Em As Armas de Jane de Gavin O’Connor, Natalie Portman assume o papel de uma mulher que tenta sobreviver e salvar a sua família nos perigosos tempos do Velho Oeste americano.

As Armas de Jane

Depois de anos de atribulada produção, parecia que As Armas de Jane era um projeto condenado a nunca ser completo. Mas, talvez singularmente pela força de vontade da sua protagonista e produtora Natalie Portman, o projeto conseguiu ser finalizado e agora temo-lo nas nossas salas de cinema. Tudo isso depois de Michael Fassbender ter abandonado o projeto por conflitos com a realizadora Lynne Ramsay, ao que se seguiu o abandono do projeto pela própria cineasta e pelo diretor de fotografia. Jude Law também abandonou este malfadado filme, levando a uma quase absoluta restruturação do elenco, mas, no final, lá se conseguiu fechar este pesadelo de filmagens. Será que todas estas complicações valeram a pena?

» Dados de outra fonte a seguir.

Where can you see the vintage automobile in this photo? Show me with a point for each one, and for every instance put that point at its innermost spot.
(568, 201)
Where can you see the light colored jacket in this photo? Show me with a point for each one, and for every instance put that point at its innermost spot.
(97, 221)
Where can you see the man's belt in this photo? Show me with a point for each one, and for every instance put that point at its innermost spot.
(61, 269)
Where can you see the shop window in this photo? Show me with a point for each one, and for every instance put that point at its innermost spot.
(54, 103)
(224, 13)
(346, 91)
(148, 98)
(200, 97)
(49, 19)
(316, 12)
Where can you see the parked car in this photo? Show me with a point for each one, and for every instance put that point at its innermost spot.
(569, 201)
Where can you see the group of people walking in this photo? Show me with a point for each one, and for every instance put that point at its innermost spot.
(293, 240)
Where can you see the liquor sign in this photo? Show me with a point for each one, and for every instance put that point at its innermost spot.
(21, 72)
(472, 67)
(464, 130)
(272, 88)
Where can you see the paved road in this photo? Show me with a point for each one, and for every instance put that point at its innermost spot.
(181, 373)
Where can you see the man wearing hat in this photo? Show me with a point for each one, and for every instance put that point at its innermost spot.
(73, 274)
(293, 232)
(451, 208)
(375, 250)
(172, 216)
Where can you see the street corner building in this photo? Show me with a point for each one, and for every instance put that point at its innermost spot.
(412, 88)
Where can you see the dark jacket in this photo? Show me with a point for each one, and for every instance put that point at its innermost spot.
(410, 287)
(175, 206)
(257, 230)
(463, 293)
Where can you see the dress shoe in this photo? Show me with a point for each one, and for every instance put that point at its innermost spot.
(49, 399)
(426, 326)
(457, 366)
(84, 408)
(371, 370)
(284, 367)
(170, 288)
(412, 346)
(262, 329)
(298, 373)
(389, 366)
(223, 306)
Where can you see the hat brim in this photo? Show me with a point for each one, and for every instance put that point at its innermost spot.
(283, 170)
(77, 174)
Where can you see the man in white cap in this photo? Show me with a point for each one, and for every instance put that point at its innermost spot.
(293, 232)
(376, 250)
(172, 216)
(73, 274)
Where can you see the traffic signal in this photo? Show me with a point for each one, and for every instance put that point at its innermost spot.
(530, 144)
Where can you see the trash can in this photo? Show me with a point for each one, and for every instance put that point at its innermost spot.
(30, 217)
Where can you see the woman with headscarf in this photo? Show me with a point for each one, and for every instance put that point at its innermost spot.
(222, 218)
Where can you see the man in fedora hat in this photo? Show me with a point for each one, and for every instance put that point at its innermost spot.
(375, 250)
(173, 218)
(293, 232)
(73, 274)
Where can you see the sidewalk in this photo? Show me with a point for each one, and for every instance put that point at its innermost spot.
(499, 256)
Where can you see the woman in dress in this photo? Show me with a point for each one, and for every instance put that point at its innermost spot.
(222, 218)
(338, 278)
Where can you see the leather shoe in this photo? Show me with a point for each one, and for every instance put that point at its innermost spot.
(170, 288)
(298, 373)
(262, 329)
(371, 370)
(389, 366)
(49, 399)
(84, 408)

A resposta sumária é não. Mas é curioso verificar como é que o filme, na sua derradeira forma, acaba por se revelar um fracasso. Seria de esperar que, como muitos outros projetos semelhantes, As Armas de Jane exibisse as cicatrizes do caos que se verificou atrás das câmaras. O que aconteceu, pelo contrário, é que, possivelmente na esperança de apresentar uma obra de aparência sólida e competente, todos os artistas envolvidos se parecem ter prendido a si mesmos num registo de displicente pragmatismo, onde não se exibe o mínimo esforço ou inspiração. Basicamente, estamos a ver uma obra que peca exatamente pela segurança, de onde germina um atroz aborrecimento capaz de adormecer mesmo as audiências mais apaixonadas por westerns. E o filme tem só 98 minutos!

As Armas de Jane

A história desta trágica produção, escrita parcialmente por Joel Edgerton e que ganhou lugar na prestigiada blacklist de argumentos por filmar, centra-se em volta da personagem titular, Jane Hammond, uma mulher do Velho Oeste que um dia vê o seu marido chegar a casa trucidado por balas e à beira da morte. Os atacantes de Bill Hammond foram os perigosos Bishop Boys, um gangue de onde Jane e seu marido tinham fugido anos antes, quando ela julgou que o seu primeiro esposo, Dan Frost, havia sido vítima da carnificina da guerra civil. Como seria de esperar, a única pessoa a quem Jane pode pedir ajuda quando vê a sua família e casa ameaçados pelo gangue de criminosos é, nem mais nem menos, que o seu primeiro marido que afinal não tinha morrido na guerra e que agora terá de proteger a mulher que em tempos o traiu como nunca ninguém antes o tinha feito.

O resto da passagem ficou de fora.